In the following, the impact of the receiver tilting on our scheme is discussed. This impact can be divided into two
aspects. One is the impact on RSS estimation, and the other is the one on AOA estimation. First, the former is
discussed. Due to the receiver (the PD) tilting, the incident angle
\psi\; in (1) is changed. That makes the
channel model inaccurate, so great positioning errors are achieved. In order to improve the channel accuracy, the
incident angle can be compensated based on the gyroscope measurements. Moreover, the high channel accuracy in the case
of the PD tilting has been demonstrated [11],
[12], [16]. Therefore, if the
influence of the NLoS light is neglected, the receiver tilting would have little influence on RSS estimation. In
addition, as for the impact on AOA estimation, the receiver tilting has little influence on the determination of the
projection center of the LED beacon to the image. Meanwhile, the gyroscope accuracy has no selectivity to the receiver
tilting angle. Therefore, the receiver tilting has also little influence on AOA estimation. Therefore, if the
influence of the NLoS light is neglected, the performance in the case of the receiver tilting would be similar with
the one in the case of the receiver horizontal.

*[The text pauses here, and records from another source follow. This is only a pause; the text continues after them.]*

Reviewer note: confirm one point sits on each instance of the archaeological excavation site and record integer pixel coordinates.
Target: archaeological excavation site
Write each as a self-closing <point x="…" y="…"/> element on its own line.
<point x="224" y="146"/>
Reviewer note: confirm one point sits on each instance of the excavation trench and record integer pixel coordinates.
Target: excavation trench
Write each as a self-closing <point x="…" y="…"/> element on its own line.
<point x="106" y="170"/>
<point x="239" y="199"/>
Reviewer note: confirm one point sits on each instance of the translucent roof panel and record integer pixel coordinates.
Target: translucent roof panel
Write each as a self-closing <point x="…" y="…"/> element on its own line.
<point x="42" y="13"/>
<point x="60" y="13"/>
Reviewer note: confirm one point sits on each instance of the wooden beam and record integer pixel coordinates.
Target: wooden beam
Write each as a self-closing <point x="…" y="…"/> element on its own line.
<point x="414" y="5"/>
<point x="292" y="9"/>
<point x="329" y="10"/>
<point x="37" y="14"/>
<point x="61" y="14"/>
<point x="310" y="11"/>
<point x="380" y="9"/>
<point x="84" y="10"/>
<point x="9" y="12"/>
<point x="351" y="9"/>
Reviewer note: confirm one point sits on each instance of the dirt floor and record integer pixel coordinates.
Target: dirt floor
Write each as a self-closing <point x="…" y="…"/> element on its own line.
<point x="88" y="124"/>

At last, the complexity of our scheme is discussed. Due to the use of a PD, an image sensor, and a gyroscope in our
receiver, the hardware complexity would be higher than other LPSs. However, our scheme is designed to be applied for
smartphones and these devices have been integrated in most of commercial available smartphones, so the hardware
complexity can be neglected. With respect to the software complexity, only one image captured by the image sensor in
our scheme is necessary in one positioning process no matter how many the beacon signal is, and therefore, the image
processing would be more simple than the image sensor-based LPS [10]. In
addition, the power consumption can be reduced by combining with the inertial navigation system (INS). That is, our
scheme only provide the target's original coordinates and calibration for INS.